本展で展示されているのは、荒川ナッシュ医自身と、彼に協力する60名以上のアーティストによる作品だ。ゆるく分けられた9つのセクションは、いずれも「絵画と◯◯」と銘打たれているが、まず気になるのはセクション2の「絵画と子育て」である。

モニターで映し出されているのは、カリフォルニア州で卵子提供 / 代理出産を経てまもなくゲイパパになる予定という荒川ナッシュ医の、双子の赤ちゃんのエコー画像、および出産予定日までのカウントダウン映像。

絵画と子育てと聞くと両立しなさそうなものだが、意外とそんなことはないようだ。確かに、子育てには絵画表現の根本にある「愛」も「怒り」も溢れているのだから、納得である。このセクションでは子育て中のアーティストによる絵画作品が多く展示されているが、特にインパクトが強いのが、こちら。
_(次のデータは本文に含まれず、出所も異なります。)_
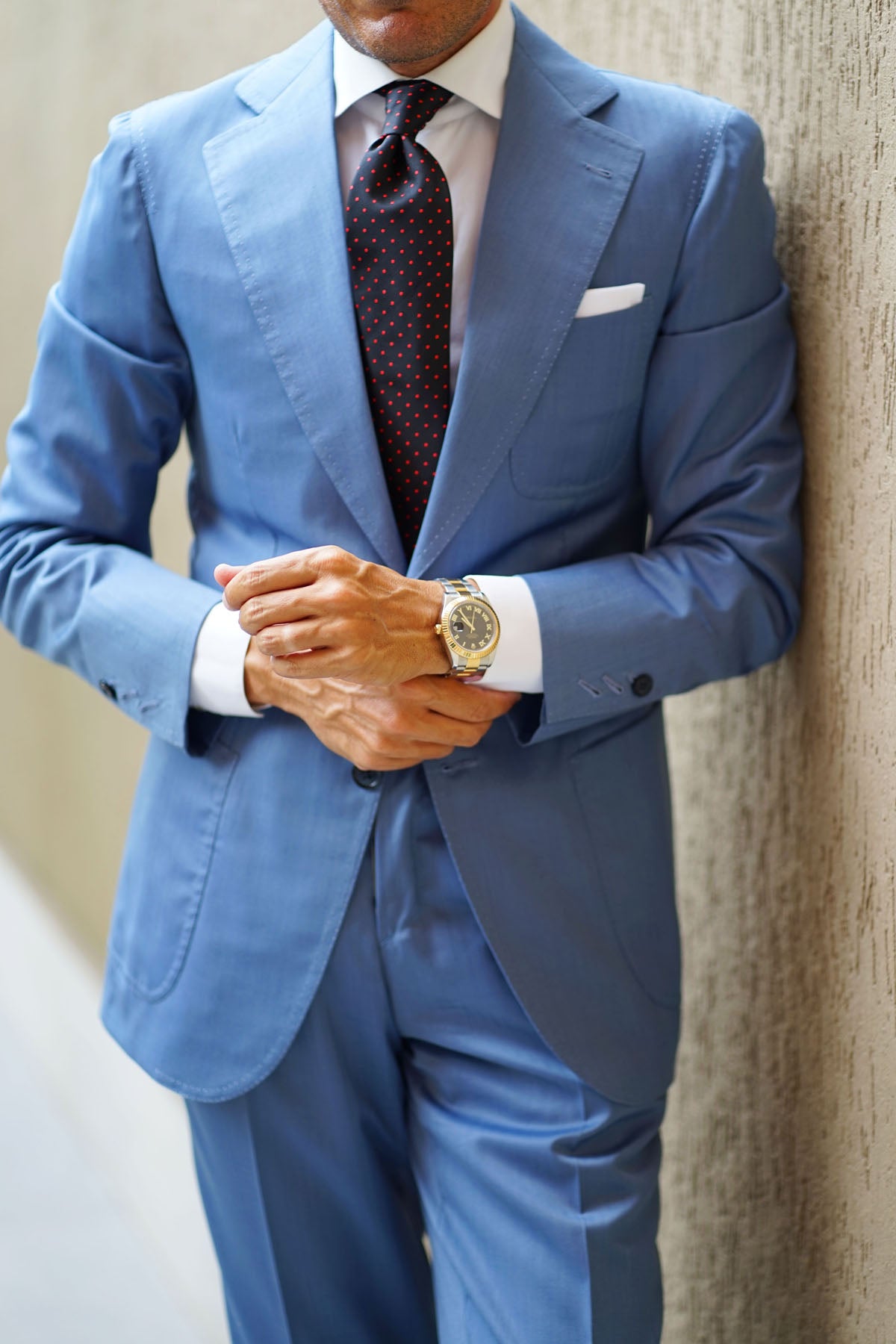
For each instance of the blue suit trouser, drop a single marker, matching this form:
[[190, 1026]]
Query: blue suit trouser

トレバー・シミズ『睡眠不足 1』(2016年、作家蔵)

幼児の夜泣きで、寝不足の父親像。怨念にも近いやり切れなさが描かれていて、ゾッとしながらも笑ってしまった。こんなになるほど寝不足なら、自画像を描いていないで寝てほしい……が、そうもいかないのが子育てなのだろう。てっきり「絵画と子育て」には絵本のような優しく温かいタッチの作品があると思い込んでいたため、この一作の激しい当事者性には心を揺さぶられた。私たちは子育て中、もっと絵を描くべきなのかもしれない。